Legislation could discourage anyone except Democrats and Republicans from running for office, candidate says

Adriana Colindres

One of U.S. Rep. Ray LaHood’s would-be successors fears that legislation advancing through the Illinois General Assembly is "flying under the radar" and could discourage anyone except Democrats and Republicans from running for political office.

Sheldon Schafer, the Green Party candidate for the 18th Congressional District seat , said House Bill 5263 would eliminate "for all intents and purposes" the mechanism that will put him on the November general election ballot even though he didn’t run in the February primary.

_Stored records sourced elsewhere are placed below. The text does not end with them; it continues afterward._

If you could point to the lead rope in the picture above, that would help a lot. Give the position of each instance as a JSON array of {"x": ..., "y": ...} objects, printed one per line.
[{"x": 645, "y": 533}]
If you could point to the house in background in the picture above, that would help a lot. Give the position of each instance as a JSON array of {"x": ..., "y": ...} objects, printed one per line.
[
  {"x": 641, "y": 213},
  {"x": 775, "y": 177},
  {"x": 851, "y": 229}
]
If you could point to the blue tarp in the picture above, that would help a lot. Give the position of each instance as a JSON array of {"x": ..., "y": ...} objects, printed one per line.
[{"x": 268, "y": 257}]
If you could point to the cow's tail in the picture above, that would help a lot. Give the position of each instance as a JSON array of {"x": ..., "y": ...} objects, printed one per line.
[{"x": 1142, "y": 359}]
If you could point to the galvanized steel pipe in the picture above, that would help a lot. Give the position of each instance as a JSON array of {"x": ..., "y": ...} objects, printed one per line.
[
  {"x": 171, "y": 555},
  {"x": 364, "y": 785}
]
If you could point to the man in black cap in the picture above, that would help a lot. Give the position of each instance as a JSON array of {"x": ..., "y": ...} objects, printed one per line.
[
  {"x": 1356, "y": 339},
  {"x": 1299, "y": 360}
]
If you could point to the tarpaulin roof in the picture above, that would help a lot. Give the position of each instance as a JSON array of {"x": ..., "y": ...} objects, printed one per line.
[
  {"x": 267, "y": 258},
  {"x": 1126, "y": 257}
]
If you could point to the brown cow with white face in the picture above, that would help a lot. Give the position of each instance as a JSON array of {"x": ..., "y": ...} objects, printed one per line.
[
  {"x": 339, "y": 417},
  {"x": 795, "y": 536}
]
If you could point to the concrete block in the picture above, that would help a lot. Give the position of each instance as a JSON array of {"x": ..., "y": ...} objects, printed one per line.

Schafer, of Peoria, noted that his Democratic opponent, Colleen Callahan of Kickapoo, also did not run in the primary election and was slated later as her party’s candidate for the Nov. 4 election. Schafer and Callahan are running against Republican Aaron Schock, a Peorian who won his party primary, in the race to replace the retiring LaHood, R-Peoria.

Getting rid of the mechanism that allowed Schafer and Callahan to wind up on the general election ballot "may or may not be a good thing, but it deserves some discussion," Schafer said Friday.

Schafer said he thinks the legislation might be targeting the Green Party.

"From our perspective, we (in the Green Party) suspect that it’s possibly because of all the success we’ve had in running candidates in the primary and in slating candidates to provide more open competition in the state," he said.

But the lawmaker who proposed the bill, Rep. Mike Fortner, said that is untrue.

"It had nothing to do with third parties," said Fortner, R-West Chicago. "This doesn’t restrict them in any way."

The key part of Fortner’s bill requires certain candidates - if they are filling a spot that was vacant in their party’s primary - to get signatures on nominating petitions before they can be added to the general election ballot.

The number of signatures would vary, according to the district and the political office, but it would match the number of signatures that an independent candidate would need. That requirement is 5 percent to 8 percent of the total votes in the previous election for that particular office.

By comparison, "established party" candidates running in a partisan primary need fewer signatures - the exact number depending on the office being sought. Established-party candidates for the Illinois House of Representatives, for instance, generally are supposed to collect at least 500 valid signatures.

At present, Democrats, Republicans and Greens all are considered "established parties" in Illinois.

Under existing law, if a party did not have a primary election candidate for a particular office, the party can name its general election candidate within 60 days after the primary. No signatures on nominating petitions are required.

Fortner said adding the signature requirement would be fairer and would help candidates who are getting a late start on a campaign.

"In general, one way of connecting with the people that you want to serve and (one way of) showing that there is a basic level of support for the candidacy is to go out and get signatures," Fortner said.

But Schafer said he thinks the legislation could discourage some potential candidates. The Green Party believes "democracy works better with more voices, with multiple voices," he added.

"It takes resources to go through the primary. You need to get signatures, and then you need to defend the signatures against objections," he said.

"But there is certainly some rationale … that any candidate should go through the primary process just for exposure," he added.

As for his position on Fortner’s bill, Schafer said, "I think I would be against it because the system seems to be working now to bring more people into the race."

Fortner’s bill passed the Illinois House of Representatives, 97-13, on April 8. It awaits consideration in the state Senate. To become law, it still would need approval from the Senate and the governor’s signature.